Pushing your limits to solve scientific problems
Born in Henan province, Dr. Han said he seldom went on long journeys when he was young. "The places I used to go were within 100 kilometres of my hometown. However, during my doctoral studies, I climbed every mountain in Henan in order to collect samples of Isodon herbs for my own research. It took a lot of time and effort, so I treasured every sample I collected." Dr. Han was then the student of Dr. Sun Handong, former Director of the Kunming Institute of Botany and Fellow of the Chinese Academy of Sciences. His research paper compared different species of Isodon herbs grown in different regions. Thanks to his hard work, Dr. Han's doctoral thesis was able to include Isodon rubescens from seven places of origin, comparing with only one place of origin cited in an ordinary doctoral thesis. His outstanding performance won him a scholarship, "The President Award", presented by the Chinese Academy of Sciences. From this experience, Dr. Han realised one thing: "To do research, you must be physically strong as it demands a lot of energy and strength." Even when he was a student, Dr. Han was aware of the great qualities and potency of Chinese medicines and therefore embarked on identifying active ingredients of Chinese herbs. In this process, he has constantly pushed himself to his limits and urged himself to go further.
Encouraging students to discover their interests
Hiking is Dr. Han's favourite leisure activity. He goes hiking every week, always together with his colleagues or students. "Hiking has a lot of benefits. You can train up your body, enjoy the spectacular scenery along your way, sometimes discover a few useful herbs, and cultivate a team spirit by interacting with your colleagues!" Having worked in a number of tertiary institutions on the Mainland and in Hong Kong, Dr. Han said he likes HKBU the best. The University has given him a lot of room to form his own research team. Apart from research, he also teaches students, which provides him with an opportunity to learn from young people. "At HKBU, we do not have many Chinese medicine students, so I can encourage them to work at our labs from their first year of study in order to gain more experience. By doing so, they can also find out where their interest lies and think about how to develop their career."

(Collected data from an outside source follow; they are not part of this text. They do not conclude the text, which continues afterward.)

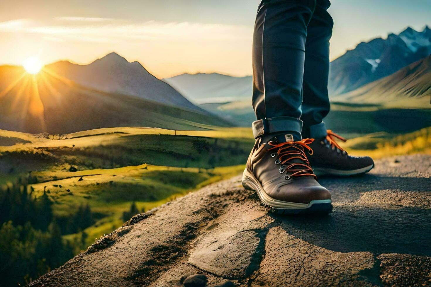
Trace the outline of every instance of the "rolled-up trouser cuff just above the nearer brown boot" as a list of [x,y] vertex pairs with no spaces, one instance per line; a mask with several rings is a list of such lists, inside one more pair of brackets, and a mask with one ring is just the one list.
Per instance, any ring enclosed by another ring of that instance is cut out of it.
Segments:
[[253,136],[257,139],[269,133],[281,133],[292,131],[301,133],[302,120],[294,117],[270,117],[263,120],[255,120],[253,122]]

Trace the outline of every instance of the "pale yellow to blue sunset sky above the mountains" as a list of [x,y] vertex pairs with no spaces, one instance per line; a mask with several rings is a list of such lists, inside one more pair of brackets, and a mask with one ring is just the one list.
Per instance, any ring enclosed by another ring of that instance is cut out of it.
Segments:
[[[156,77],[184,72],[251,74],[259,0],[0,1],[0,65],[70,60],[109,52],[139,61]],[[330,59],[361,41],[407,26],[431,26],[431,0],[333,0]]]

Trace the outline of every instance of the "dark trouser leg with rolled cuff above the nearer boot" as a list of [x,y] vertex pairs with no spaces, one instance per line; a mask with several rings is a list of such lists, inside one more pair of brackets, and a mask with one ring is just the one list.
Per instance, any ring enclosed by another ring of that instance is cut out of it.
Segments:
[[307,25],[315,0],[263,0],[253,36],[253,108],[258,136],[289,132],[301,139]]

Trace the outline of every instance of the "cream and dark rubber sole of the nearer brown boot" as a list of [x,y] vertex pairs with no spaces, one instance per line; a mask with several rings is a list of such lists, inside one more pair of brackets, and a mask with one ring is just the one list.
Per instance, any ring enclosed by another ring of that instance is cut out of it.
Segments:
[[308,204],[274,199],[266,194],[260,182],[247,169],[243,173],[242,185],[246,189],[256,191],[262,203],[271,207],[277,213],[329,213],[332,210],[330,199],[314,200]]

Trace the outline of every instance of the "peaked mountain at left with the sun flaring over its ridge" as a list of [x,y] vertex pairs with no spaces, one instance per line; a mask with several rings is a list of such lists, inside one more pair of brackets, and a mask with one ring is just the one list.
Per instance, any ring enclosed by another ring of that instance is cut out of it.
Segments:
[[[193,105],[137,62],[120,58],[109,54],[84,66],[59,62],[37,75],[19,66],[0,66],[0,129],[65,134],[103,127],[205,130],[231,126]],[[130,86],[128,76],[134,83]],[[133,94],[139,86],[143,92]]]

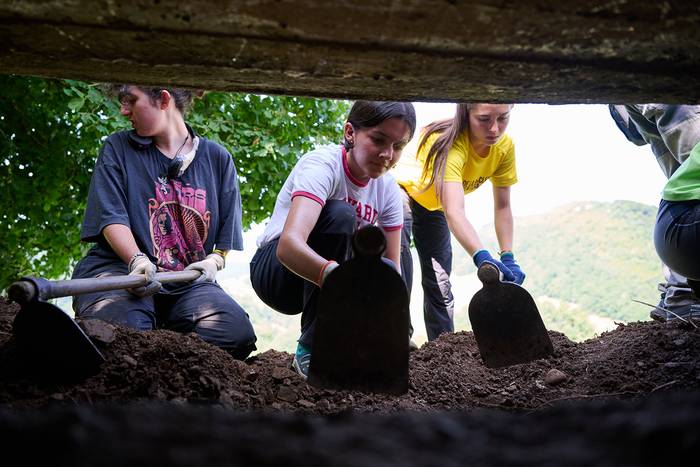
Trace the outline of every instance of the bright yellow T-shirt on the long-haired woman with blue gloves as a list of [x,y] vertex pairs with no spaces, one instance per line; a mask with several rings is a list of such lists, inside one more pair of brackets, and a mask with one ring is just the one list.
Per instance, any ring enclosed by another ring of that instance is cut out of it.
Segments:
[[[404,152],[393,169],[399,185],[418,204],[430,211],[442,209],[442,204],[438,201],[434,188],[423,191],[430,179],[430,172],[423,173],[423,163],[429,148],[438,136],[437,133],[430,135],[420,151]],[[503,135],[496,144],[491,146],[489,153],[482,157],[472,148],[465,131],[455,140],[447,153],[445,182],[461,182],[466,195],[489,179],[494,186],[511,186],[518,181],[513,140],[508,135]]]

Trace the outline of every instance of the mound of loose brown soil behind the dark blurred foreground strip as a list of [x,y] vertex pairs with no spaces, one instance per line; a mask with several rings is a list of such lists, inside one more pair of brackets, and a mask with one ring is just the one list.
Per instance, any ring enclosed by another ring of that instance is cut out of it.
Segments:
[[107,361],[75,384],[39,382],[11,339],[18,307],[0,305],[0,404],[174,401],[239,410],[335,414],[346,411],[533,410],[563,400],[637,399],[700,387],[700,330],[686,323],[620,325],[574,343],[551,332],[553,357],[503,369],[483,366],[473,334],[443,335],[410,356],[410,390],[402,396],[319,390],[291,369],[291,355],[267,351],[245,362],[192,335],[115,329],[98,343]]

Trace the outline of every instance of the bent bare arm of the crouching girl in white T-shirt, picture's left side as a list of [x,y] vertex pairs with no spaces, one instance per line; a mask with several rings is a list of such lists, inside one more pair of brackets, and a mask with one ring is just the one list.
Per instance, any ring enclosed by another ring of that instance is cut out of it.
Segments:
[[323,266],[328,262],[306,242],[311,235],[322,206],[310,198],[295,196],[277,245],[277,258],[296,275],[318,284]]

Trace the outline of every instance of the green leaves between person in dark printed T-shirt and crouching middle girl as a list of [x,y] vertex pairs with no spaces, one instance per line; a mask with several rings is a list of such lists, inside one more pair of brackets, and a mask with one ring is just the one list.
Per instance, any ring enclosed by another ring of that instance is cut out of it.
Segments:
[[233,155],[245,228],[270,216],[299,156],[340,141],[348,111],[344,101],[213,92],[195,103],[187,121]]

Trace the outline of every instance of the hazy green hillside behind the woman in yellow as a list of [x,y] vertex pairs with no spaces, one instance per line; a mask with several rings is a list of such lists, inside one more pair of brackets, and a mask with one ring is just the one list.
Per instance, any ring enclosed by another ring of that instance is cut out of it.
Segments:
[[[527,274],[524,286],[617,321],[649,319],[663,280],[652,231],[656,208],[632,201],[578,202],[546,214],[515,219],[514,250]],[[498,249],[493,226],[480,232]],[[461,256],[461,258],[460,258]],[[455,263],[470,259],[455,249]],[[568,305],[567,305],[568,306]],[[544,314],[544,313],[543,313]]]

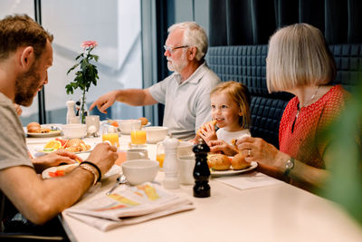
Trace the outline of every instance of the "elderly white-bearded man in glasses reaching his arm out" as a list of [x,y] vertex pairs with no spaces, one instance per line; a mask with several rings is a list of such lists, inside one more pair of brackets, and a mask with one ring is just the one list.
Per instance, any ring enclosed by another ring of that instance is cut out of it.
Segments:
[[207,36],[195,22],[173,24],[168,28],[165,56],[172,73],[147,89],[126,89],[107,92],[93,102],[107,113],[116,101],[132,106],[165,104],[163,126],[177,139],[195,137],[195,131],[211,120],[210,92],[220,82],[205,63]]

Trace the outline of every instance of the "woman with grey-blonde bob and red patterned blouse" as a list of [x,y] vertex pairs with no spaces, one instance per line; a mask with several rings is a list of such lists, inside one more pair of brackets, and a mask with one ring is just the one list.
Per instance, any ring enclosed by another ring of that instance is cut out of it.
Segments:
[[336,64],[329,47],[319,29],[293,24],[271,36],[266,67],[269,92],[295,95],[281,118],[280,150],[258,138],[238,140],[238,149],[247,161],[258,161],[262,172],[303,189],[320,187],[329,176],[329,140],[319,134],[336,119],[348,97],[342,86],[330,84]]

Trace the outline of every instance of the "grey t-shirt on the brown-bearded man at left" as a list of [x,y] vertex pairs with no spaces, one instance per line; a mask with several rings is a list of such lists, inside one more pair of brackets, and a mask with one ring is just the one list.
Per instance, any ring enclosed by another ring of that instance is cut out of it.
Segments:
[[0,169],[14,166],[33,167],[29,158],[23,126],[13,102],[0,92]]

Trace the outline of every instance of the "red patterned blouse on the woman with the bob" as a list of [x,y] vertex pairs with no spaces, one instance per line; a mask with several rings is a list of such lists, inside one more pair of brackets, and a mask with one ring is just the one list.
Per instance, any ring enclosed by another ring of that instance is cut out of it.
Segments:
[[307,165],[325,169],[323,154],[329,140],[320,137],[319,133],[338,117],[347,98],[348,92],[341,85],[336,85],[317,102],[302,107],[298,118],[300,102],[298,97],[292,98],[281,117],[280,150]]

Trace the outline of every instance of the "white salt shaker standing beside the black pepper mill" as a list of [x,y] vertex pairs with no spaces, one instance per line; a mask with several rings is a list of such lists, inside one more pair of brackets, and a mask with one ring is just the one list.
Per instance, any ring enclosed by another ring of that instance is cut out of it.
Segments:
[[179,141],[175,138],[168,138],[162,143],[165,147],[166,154],[164,161],[165,179],[163,181],[163,186],[165,189],[178,189],[180,187],[177,164],[177,147]]

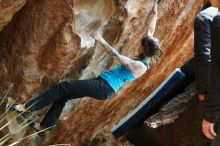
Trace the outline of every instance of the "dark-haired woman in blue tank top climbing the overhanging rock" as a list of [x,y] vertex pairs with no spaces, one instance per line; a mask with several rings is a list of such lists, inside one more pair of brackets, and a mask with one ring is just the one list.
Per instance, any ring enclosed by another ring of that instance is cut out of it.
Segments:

"Questions drive us to do research. Scientific research is in fact a process of finding answers to these questions," Dr. Han believes. Because of his sincere attitude towards scientific research, Dr. Han has become an expert in natural product chemistry and quality analysis of herbal medicines. His research findings are the result of his experience accumulated over the years. There is no short cut to a new discovery. You have to solve problems step by step.